Crédit Logement a fait part aujourd’hui de son observatoire mensuel. Il en ressort une baisse importante des taux de crédit, qui s’accompagne toutefois d'une baisse de la production.
L’Observatoire Crédit Logement CSA a une nouvelle fois fait état d’une baisse des taux de crédit immobilier en avril, après avoir déjà baissé en mars. Les taux ont ainsi reculé de 0.17 point, à 3.67%, contre 3.84% l’an dernier. Une baisse qui concerne l’ensemble du marché, et pas seulement celui de l’ancien : les acquéreurs ont également bénéficié dans le neuf et sur le marché des travaux, de taux plus attractifs. Du coup, la part de la production inférieure à 4% s’envole : elle passe ainsi de 53.4% à 66.4%.
La production à la baisse en avril
Cette baisse importante des taux, de nature à resolvabiliser les acquéreurs, s’est toutefois accompagnée d’un net repli de la production. « L’année 2012 n’a pas bien commencé » constate l’Observatoire. « Dans un contexte économique morose, le contrecoup des anticipations de la fin 2011 a lourdement pesé sur le mois de janvier 2012 (- 35.3 %).
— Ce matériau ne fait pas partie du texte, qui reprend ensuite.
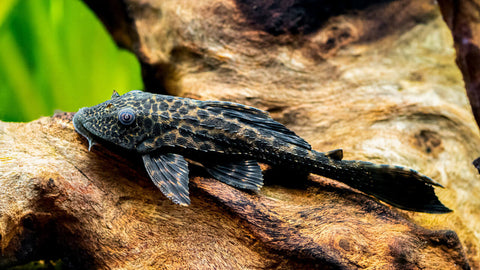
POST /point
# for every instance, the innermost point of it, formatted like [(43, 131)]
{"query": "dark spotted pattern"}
[(229, 131)]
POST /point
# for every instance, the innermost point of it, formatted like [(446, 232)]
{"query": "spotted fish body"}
[(229, 139)]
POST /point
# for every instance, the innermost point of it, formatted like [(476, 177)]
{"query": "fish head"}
[(119, 121)]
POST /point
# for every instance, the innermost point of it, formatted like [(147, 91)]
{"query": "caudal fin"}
[(401, 187)]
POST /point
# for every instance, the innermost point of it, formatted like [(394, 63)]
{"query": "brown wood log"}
[(377, 80)]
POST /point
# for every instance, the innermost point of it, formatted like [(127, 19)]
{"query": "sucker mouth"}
[(78, 125)]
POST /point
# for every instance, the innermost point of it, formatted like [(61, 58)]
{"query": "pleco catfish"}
[(229, 139)]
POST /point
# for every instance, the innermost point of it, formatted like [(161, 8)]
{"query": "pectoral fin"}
[(169, 172), (245, 174)]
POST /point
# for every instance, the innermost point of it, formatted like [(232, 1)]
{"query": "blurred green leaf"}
[(56, 55)]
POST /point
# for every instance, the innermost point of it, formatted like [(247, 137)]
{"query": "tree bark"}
[(377, 80)]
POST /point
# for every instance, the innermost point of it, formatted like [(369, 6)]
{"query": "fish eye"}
[(126, 116)]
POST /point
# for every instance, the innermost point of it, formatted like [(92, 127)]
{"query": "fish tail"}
[(401, 187)]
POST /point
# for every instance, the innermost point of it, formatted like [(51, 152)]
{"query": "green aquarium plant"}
[(56, 55)]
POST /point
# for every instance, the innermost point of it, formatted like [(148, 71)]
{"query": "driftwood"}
[(379, 82)]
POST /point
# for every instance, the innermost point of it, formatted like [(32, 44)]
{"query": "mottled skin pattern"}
[(229, 139)]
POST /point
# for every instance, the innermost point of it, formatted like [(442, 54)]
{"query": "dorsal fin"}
[(235, 107)]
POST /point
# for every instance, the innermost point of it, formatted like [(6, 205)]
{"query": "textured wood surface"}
[(379, 82)]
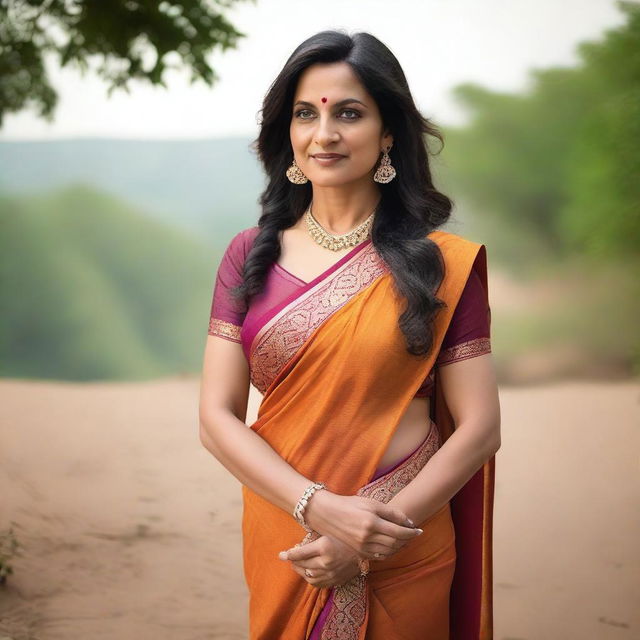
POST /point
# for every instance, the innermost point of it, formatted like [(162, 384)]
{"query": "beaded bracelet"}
[(363, 563), (298, 512)]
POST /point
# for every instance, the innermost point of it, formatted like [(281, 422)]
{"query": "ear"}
[(387, 139)]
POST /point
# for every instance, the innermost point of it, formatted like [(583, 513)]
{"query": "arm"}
[(224, 393), (471, 393)]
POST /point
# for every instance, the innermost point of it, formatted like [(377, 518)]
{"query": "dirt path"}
[(131, 529)]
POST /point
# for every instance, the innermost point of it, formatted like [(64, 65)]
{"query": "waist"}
[(431, 440)]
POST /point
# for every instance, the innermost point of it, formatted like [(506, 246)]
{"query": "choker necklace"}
[(337, 242)]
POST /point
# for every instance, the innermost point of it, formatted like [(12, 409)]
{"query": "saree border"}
[(349, 602), (281, 338)]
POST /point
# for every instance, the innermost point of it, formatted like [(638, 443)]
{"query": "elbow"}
[(206, 440)]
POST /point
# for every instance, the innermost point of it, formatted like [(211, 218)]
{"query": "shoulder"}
[(455, 247), (448, 240)]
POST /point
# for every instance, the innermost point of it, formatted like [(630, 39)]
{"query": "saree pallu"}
[(337, 378)]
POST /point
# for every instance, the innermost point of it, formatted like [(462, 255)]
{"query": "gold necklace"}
[(341, 241)]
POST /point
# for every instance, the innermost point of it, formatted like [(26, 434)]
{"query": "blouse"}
[(467, 336)]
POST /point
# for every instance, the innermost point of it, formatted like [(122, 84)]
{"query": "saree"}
[(337, 378)]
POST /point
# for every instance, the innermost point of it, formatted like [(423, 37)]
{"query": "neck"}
[(339, 211)]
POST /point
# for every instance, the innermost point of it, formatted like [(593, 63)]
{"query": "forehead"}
[(331, 80)]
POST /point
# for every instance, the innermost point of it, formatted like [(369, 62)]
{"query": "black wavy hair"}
[(410, 206)]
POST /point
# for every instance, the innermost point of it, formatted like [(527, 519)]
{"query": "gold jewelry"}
[(298, 512), (385, 172), (337, 242), (295, 175)]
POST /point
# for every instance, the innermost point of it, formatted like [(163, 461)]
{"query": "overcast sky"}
[(439, 43)]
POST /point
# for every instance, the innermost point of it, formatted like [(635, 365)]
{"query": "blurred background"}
[(125, 170)]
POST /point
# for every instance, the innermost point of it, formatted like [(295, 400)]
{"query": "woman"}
[(367, 331)]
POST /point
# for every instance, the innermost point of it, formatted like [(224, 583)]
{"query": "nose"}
[(326, 131)]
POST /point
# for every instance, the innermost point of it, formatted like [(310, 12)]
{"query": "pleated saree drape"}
[(331, 405)]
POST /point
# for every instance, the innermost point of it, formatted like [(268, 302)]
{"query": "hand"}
[(330, 562), (366, 525)]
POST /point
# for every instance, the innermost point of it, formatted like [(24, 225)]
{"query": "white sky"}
[(439, 43)]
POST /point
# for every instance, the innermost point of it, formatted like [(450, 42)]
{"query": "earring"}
[(295, 175), (385, 172)]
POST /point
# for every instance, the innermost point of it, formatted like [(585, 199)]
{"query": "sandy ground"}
[(130, 529)]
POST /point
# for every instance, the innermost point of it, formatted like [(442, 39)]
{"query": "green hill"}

La production s’est alors partiellement ressaisie en février (+ 7.7 %) : mais la demande reste déprimée et, sans soutien public majeur, la production a de nouveau reculé en mars (- 10.2 %) et en avril (- 9.5 %) » note-t-il. Au final, le repli se monte à 32,2 % sur les quatre premiers mois de l'année.
L’autre transformation d’ampleur observée par Crédit Logement a été la poursuite de la baisse de la durée moyenne des prêts, qui s’est monté à 200 mois en avril, contre 204 mois en mars. La durée des prêts a ainsi connu une nette baisse depuis février, lorsqu’elle atteignait 212 mois. En passant sous les 204 mois, la durée des crédits n’avait ainsi jamais été aussi courte depuis la fin 2005.
Baisse des durées de prêt
La sélectivité des banques est-elle à l’origine de ce raccourcissement des durées de prêt ? Probablement. On notera que, parallèlement, les apports augmentent : l'apport moyen a ainsi atteint 28,6 % du coût de l'opération à fin avril, contre 24,7 % il y a un an.
« L’apport personnel enregistre une nouvelle progression (+ 10.2 % en 2012, après + 9.1 % en 2011 et + 6.4 % en 2010) : retrait des ménages (les plus) modestes, prudence des emprunteurs ... Ces évolutions « bouleversent » les équilibres des plans de financement des opérations. Aussi, alors que la progression des coûts des opérations ralentit, les ménages réduisent leur recours à l’endettement» analyse Crédit Logement.